BACKGROUND: The pancreas is an increasingly recognized site of renal cell carcinoma metastases. It is important to determine the optimal MDCT protocol to best detect RCC metastases to the pancreas.
PURPOSE: To compare the rate of detection of renal cell carcinoma metastases to the pancreas between arterial and portal venous phase MDCT.
MATERIAL AND METHODS: A retrospective review of CTs of the abdomen yielded six patients with metastatic RCC to the pancreas. Five of six patients had pathologically proven clear cell RCC. Two blinded reviewers independently reported the number of pancreatic lesions seen in arterial and venous phases. Each lesion was graded as definite or possible. The number of lesions was determined by consensus review of both phases. Attenuation values were obtained for metastatic lesions and adjacent normal pancreas in both phases.
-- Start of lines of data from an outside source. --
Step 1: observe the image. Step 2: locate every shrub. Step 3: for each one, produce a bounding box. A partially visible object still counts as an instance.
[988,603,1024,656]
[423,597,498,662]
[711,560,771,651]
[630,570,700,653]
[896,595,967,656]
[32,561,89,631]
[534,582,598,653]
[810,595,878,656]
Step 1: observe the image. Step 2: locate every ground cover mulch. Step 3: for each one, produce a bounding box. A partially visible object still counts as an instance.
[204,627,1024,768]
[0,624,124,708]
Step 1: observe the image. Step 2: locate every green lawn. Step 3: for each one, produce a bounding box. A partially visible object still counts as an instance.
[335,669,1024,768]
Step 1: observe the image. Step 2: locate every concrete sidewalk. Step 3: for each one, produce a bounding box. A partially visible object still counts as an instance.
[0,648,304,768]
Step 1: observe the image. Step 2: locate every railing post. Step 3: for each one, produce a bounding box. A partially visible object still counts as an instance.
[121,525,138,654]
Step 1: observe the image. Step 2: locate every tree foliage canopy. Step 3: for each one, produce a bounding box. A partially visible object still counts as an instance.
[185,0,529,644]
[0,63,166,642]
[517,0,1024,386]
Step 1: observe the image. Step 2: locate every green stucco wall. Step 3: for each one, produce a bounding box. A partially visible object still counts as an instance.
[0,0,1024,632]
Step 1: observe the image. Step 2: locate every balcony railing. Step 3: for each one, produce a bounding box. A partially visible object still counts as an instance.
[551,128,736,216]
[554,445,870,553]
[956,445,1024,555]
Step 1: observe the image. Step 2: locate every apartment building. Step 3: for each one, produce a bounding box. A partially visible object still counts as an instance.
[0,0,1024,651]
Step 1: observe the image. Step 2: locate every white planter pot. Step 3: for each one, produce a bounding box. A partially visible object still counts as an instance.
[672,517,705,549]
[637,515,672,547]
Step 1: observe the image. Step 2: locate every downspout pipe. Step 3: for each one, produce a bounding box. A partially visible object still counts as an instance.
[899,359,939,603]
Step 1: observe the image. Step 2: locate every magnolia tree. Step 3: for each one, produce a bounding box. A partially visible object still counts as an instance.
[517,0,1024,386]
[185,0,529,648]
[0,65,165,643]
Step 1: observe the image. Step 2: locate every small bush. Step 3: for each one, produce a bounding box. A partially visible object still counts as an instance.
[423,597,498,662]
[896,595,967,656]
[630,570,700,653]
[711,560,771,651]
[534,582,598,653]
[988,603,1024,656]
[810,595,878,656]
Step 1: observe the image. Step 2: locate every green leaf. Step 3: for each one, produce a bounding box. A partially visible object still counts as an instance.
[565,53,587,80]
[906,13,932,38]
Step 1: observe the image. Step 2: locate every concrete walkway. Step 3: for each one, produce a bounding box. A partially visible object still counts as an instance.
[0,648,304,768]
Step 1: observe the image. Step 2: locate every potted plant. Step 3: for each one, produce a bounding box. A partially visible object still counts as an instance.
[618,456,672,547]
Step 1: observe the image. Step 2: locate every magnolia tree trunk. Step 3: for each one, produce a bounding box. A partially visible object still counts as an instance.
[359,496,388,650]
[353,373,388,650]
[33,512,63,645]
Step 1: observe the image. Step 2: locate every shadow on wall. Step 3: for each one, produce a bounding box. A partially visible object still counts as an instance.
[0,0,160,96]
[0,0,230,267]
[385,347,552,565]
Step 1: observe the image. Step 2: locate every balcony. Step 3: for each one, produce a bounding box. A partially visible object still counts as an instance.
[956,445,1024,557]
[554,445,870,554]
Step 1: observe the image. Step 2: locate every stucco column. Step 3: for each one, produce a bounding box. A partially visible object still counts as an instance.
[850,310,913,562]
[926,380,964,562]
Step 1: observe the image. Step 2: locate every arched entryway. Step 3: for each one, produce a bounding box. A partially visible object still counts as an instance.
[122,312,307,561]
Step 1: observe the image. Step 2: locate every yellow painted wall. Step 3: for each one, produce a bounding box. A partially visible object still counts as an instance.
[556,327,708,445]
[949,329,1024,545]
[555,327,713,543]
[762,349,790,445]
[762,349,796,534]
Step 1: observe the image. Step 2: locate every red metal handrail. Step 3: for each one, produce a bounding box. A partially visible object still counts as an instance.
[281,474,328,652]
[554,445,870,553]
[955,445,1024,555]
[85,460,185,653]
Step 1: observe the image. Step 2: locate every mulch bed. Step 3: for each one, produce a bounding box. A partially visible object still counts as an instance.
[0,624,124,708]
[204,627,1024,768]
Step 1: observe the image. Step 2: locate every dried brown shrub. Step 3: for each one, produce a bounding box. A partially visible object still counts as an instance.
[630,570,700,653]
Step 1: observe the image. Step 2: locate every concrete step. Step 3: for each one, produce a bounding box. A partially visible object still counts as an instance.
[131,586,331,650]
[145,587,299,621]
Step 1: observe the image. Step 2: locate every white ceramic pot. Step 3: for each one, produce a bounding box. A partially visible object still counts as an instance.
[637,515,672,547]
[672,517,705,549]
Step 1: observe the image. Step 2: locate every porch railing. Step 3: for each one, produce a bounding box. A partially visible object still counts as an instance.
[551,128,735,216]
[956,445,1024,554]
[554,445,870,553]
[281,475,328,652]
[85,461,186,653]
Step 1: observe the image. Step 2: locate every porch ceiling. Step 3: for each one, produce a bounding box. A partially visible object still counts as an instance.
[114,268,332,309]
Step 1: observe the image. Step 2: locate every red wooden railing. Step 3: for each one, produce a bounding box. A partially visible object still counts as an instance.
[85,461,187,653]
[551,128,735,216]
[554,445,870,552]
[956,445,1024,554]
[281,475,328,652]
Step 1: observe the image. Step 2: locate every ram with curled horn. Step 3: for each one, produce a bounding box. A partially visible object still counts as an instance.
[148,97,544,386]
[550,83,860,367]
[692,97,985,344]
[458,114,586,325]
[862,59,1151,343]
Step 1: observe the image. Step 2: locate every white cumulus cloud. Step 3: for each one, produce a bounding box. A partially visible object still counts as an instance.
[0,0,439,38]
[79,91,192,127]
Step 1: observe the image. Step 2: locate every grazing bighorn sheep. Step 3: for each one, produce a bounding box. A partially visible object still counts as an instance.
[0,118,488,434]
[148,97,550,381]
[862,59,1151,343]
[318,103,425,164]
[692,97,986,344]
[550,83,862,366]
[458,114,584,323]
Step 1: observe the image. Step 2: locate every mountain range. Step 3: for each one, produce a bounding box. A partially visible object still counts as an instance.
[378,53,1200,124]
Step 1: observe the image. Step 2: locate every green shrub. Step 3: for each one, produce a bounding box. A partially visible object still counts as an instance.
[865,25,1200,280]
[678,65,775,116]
RESULTS: There were a total of 24 metastatic lesions to the pancreas. Reviewer 1 identified 20/24 (83.3%) lesions on the arterial phase images and 13/24 (54.2%) lesions on the venous phase. Seventeen of 20 (85.0%) arterial lesions were deemed definite and 9/13 (69.2%) venous lesions were definite. Reviewer 2 identified 19/24 (79.2%) lesions on the arterial phase and 14/24 (58.3%) on the venous phase. Seventeen of 19 (89.5%) arterial lesions were definite and 7/14 (50%) venous lesions were definite. Mean attenuation differential between lesion and pancreas was 114 HU and 39 HU for arterial and venous phases, respectively (P<0.0001).
CONCLUSION: Detection of RCC metastases to the pancreas at MDCT is improved using arterial phase imaging compared to portal venous phase imaging.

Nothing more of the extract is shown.